The R130-million facility is claimed to represent the most advanced compressed natural-gas (CNG) infrastructure in the world and will provide cleaner, more reliable and cost-effective energy compared to coal and other petroleum products.
The eMalahleni plant, which took less than six months to build, will operate continually throughout the year. It is a fully automated site with substantial compression capacity and access to very large gas supplies. It is described as a gas-aggregation hub, boasting a configuration of compressors and loading facilities that can handle a lot of logistics through the site. It also has the ability to refuel vehicles on site.
NOVO Energy CEO, Andri Hugo, elaborates: “The site is a national key point so we can eliminate supply interruptions when there’s no electricity. A great deal of redundancy has been built into the site on all components from a compression, loading and logistics fleet point of view, thereby ensuring service supply to our customers.
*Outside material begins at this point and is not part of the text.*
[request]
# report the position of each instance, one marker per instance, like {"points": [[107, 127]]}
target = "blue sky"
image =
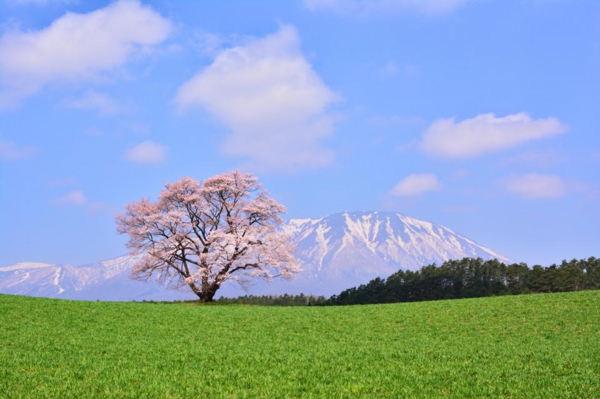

“The reason we built this facility, aside from meeting the growing demand for CNG, is to supply customers who are not on an existing gas pipeline. As a gas aggregation hub, we can receive gas, process the molecules and manage the logistics of getting the gas to our customers. From mines, to bakeries, factories, hospitals or a fleet – we deliver the CNG to customers’ sites via road with our gas packs installed on trailers. The gas is then fed into either a factory or refuelling station,” adds Hugo.
Through its customised offering, NOVO Energy is aiming to deliver CNG to industrial, mining, pharmaceutical, agricultural, food and transport customers with requirements for heat, steam, power generation and cleaner fuel for transportation.